Abhinivesah: Fear of Death

We cling because we fear loss….

Let me introduce you to the sutra of the klesha in Sanskrit:

“ Svaransavahi viduso’pi tatharudho bhinivesah”

Svarasavahi: sustained by it’s own force

Visudah: of the learned

Api: even

Thata: like that

Rudhah: dominating

Abhinivesah: fear of death, clinging to life

YS 2.9 Abhinivesha is the desire for life sustained by its own force which dominates even the learned.

Swami Satyananda: Even learned people fear death. They have an equally strong desire for life.The process of involution is exactly the opposite of the process of evolution. It starts with abhinvesha, then dwesha, then raga, then asmita, then avideya and lastly videya. This is the way to go back.
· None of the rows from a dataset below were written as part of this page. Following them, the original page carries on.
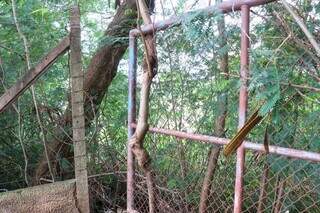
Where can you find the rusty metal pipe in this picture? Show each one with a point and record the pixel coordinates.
(223, 7)
(131, 118)
(287, 152)
(243, 105)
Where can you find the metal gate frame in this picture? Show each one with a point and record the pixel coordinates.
(224, 7)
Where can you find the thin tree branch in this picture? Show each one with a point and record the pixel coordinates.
(302, 26)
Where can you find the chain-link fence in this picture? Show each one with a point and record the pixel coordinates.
(190, 93)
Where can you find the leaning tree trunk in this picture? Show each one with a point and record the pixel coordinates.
(101, 70)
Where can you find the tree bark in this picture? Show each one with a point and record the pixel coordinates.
(219, 128)
(150, 65)
(100, 72)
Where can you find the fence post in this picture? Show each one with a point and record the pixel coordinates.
(131, 118)
(78, 121)
(243, 102)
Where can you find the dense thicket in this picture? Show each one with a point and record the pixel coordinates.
(185, 94)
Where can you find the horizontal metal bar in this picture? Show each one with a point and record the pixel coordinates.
(223, 7)
(288, 152)
(33, 74)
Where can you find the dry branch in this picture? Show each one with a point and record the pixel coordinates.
(149, 71)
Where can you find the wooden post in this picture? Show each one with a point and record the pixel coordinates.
(78, 121)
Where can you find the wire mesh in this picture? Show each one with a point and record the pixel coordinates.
(185, 96)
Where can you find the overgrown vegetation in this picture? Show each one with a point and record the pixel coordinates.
(284, 80)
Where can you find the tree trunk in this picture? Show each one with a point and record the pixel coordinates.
(101, 70)
(219, 128)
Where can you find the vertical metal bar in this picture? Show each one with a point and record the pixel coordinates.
(243, 102)
(131, 119)
(78, 120)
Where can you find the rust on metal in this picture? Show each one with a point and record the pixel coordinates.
(223, 7)
(243, 104)
(33, 74)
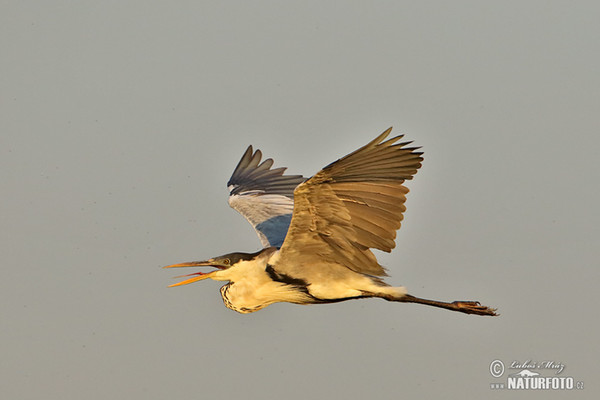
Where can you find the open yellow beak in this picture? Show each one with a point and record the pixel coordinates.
(198, 276)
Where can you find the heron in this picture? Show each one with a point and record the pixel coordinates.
(317, 233)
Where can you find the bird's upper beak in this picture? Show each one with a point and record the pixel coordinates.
(197, 276)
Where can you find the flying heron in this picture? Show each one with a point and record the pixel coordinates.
(317, 233)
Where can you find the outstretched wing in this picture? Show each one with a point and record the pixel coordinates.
(351, 205)
(264, 196)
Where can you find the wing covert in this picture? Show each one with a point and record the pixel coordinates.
(350, 206)
(264, 196)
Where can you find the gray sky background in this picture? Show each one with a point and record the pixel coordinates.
(122, 121)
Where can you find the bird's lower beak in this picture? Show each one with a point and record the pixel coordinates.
(197, 276)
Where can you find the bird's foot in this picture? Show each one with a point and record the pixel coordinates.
(473, 307)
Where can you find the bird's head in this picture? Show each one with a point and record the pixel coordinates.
(226, 262)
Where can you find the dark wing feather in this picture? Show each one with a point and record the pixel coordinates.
(264, 196)
(350, 206)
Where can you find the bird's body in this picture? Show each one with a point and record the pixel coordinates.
(317, 232)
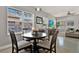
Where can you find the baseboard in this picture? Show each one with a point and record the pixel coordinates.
(5, 47)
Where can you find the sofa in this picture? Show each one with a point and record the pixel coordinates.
(72, 33)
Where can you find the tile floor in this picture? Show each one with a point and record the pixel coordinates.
(64, 45)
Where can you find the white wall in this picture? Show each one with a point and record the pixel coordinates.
(4, 38)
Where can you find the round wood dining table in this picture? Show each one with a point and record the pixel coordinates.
(33, 37)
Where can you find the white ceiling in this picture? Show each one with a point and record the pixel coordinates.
(59, 10)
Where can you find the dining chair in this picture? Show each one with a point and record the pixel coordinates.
(18, 46)
(49, 46)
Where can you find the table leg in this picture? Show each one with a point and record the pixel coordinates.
(35, 48)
While overcoming the kleshas, one should start with abhinivesah and go up to avidya.

In Indian scriptures it is said that Abhinivesha is due to attachment to the body. If attachment is reduced from active state to a potential state, then fear of death can be reduced to a minimum. Abhinivesha is a layer of fear that is added on top of an attraction (raga) or an aversion (dvesha). This happens because as soon as an attraction appears there will be fear of getting it, or losing it once you have it. When an aversion appears there will be fear of getting what you don’t want, or once it is there fear arises that it will not go away, it will stay.

Example

Most common example is relationships. Yesterday I talked with a friend. She told me she falls in love very easily. She is an attractive young European woman spending her winter times in vibrating Goa. Goa is packed with attractive good looking, intelligent, highly spiritual young man and all she wants is pick them up. Once she meets someone on whom she has a crush (attraction or raga) she actually feels not available and open for love.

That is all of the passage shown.